Occupatevi da soli degli acquisti e dei preparativi.
Non disturbatemi!
Ho molto lavoro.
Nikita rimase senza parole.
— E i soldi?
Ho già pagato tutto.
— Consideralo come il pagamento per i miei nervi.
Nikita sbuffò rumorosamente, segno della sua massima offesa.
E smise di parlare con la moglie.
Svetlana ne fu contenta.
Due giorni dopo, finiti gli affari urgenti, raccolse vestiti caldi e il computer portatile e chiamò il marito.
— Pronto.
Ti sei pentito?
Non sono più arrabbiata.
— Non mi importa delle tue offese, Nikita. — rispose calma Svetlana.
— Ti chiamo per dirti che vado in viaggio di lavoro, non so per quanto.
Non dimenticare di controllare la posta e di pagare l’affitto.
Tutto.
Interrotta la chiamata, Svetlana sentì un senso di sollievo nel suo respiro.
Sorridendo allo specchio, uscì dall’appartamento.
Il lungo volo non rovinò l’impressione dell’incontro con il bello.
Il check-in in hotel, conoscere la routine e i servizi passarono come in un sogno.
Ed eccolo lì!
Il momento tanto atteso!
I vulcani fumanti da un lato!
L’oceano che infuria dall’altro!
Svetlana prese un respiro profondo e guardò con emozione come il sole al tramonto colorava di rosso il maestoso paesaggio della Kamchatka!
Dall’altro lato del mondo, sulla calda spiaggia, Nikita Sergeevich e Mikhail soffrivano da quattro giorni di diarrea.
Polina, nel frattempo, cercava di prendersi cura di loro, rimproverando il padre per l’ingordigia.
Infatti, l’hotel dove alloggiavano non somigliava affatto al magnifico resort che la ragazza si era immaginata.
Dissi a suo padre tutto ciò che pensava, e lui l’accusò di egoismo.

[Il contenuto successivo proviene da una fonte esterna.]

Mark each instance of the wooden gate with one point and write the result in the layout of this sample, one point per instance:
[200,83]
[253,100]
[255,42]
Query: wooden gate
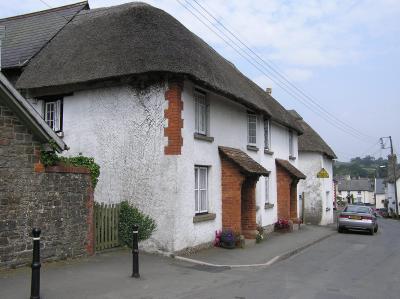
[106,218]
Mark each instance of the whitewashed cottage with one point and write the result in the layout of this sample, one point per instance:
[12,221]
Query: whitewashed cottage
[176,128]
[316,162]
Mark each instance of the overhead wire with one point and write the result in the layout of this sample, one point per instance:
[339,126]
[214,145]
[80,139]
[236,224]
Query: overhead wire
[280,74]
[279,81]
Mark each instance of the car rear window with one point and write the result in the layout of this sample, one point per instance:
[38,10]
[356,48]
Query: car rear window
[356,209]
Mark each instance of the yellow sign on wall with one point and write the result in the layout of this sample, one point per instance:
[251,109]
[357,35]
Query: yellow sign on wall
[323,174]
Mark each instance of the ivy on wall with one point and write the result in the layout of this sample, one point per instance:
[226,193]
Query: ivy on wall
[49,157]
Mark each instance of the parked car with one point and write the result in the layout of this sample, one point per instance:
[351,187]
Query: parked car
[383,212]
[356,217]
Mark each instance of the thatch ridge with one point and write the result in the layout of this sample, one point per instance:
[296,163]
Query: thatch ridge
[136,38]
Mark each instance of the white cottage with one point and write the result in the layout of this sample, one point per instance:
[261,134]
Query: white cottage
[316,162]
[176,128]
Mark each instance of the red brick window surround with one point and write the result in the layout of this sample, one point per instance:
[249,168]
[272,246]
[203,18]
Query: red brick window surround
[173,114]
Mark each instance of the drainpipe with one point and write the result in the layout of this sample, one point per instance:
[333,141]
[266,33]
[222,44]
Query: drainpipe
[2,36]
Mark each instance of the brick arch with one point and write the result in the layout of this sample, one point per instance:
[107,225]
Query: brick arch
[238,200]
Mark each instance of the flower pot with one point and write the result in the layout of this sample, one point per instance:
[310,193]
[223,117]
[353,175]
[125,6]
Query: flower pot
[228,245]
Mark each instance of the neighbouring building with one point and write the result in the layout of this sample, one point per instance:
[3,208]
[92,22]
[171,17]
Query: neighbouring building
[391,199]
[357,190]
[58,200]
[26,35]
[380,193]
[316,162]
[176,128]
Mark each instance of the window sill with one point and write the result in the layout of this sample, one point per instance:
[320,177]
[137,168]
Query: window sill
[268,152]
[268,206]
[203,137]
[204,217]
[252,148]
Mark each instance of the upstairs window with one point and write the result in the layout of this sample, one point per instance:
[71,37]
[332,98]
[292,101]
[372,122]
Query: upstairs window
[251,128]
[53,114]
[201,118]
[291,150]
[201,189]
[267,134]
[267,190]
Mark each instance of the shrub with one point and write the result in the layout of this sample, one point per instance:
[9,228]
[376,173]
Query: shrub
[282,224]
[128,216]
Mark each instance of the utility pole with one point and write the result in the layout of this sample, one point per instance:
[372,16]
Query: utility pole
[394,165]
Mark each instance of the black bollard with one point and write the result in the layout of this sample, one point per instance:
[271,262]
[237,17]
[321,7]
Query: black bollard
[135,252]
[35,282]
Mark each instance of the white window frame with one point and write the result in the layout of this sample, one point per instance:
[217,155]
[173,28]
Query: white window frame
[201,207]
[251,119]
[291,149]
[267,134]
[201,112]
[267,190]
[53,117]
[327,198]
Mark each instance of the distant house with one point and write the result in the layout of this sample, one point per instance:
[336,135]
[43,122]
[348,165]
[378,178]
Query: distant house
[176,128]
[357,190]
[316,162]
[380,193]
[391,199]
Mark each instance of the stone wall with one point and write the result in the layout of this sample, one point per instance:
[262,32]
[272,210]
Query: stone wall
[57,200]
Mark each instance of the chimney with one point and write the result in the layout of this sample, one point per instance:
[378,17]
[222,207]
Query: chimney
[2,36]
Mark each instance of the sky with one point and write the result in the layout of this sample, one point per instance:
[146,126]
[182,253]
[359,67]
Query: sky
[335,62]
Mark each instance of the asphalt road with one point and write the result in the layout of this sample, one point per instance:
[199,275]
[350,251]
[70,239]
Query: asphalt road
[344,266]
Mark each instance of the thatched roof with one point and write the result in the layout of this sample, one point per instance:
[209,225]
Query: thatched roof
[243,161]
[356,185]
[310,141]
[293,171]
[27,34]
[134,39]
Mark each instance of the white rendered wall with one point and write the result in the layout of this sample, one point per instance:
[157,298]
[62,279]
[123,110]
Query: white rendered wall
[123,130]
[380,201]
[391,197]
[318,192]
[228,126]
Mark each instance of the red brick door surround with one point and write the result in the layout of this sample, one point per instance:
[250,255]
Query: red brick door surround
[286,194]
[238,200]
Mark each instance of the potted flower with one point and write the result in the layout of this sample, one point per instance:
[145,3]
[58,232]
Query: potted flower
[227,239]
[282,225]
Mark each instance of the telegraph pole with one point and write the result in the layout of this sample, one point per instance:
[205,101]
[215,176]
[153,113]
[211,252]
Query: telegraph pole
[394,165]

Mikhail, invece, soffriva, oltre ai problemi digestivi, anche per un forte prurito nella sua barba…
— Davvero devo farmi la barba?! — si lamentò, grattandosi e correndo in bagno.
— Fai qualcosa!
— Cosa?!
— Dammi un medicinale!
— Non so quale…
— Chiama mamma!
Lei lo sa!
— Mamma ha spento il telefono.
Molte volte tutti loro si lamentarono dell’assenza di Svetlana e del suo telefono spento.
La vacanza venne letteralmente “scaricata nel water.”
Svetlana tornò dopo un mese.
La sua famiglia la accolse a casa.
Sul tavolo c’erano sushi e una torta bruciata.
— Mi trasferisco in Kamchatka. — dichiarò Svetlana.
— Se qualcuno vuole venire con me, ne parleremo.
Il resto non si discute.
— No, meglio che veniamo a trovarti, mamma… — La figlia si offese un po’, ma lasciò andare Svetlana.
Nikita cercò di parlare, minacciare, offendersi.
Ma Svetlana non viveva più nel passato.
Due mesi dopo, lei e il marito divorziarono.
Sulla fine del mondo, la vita assunse un vero gusto!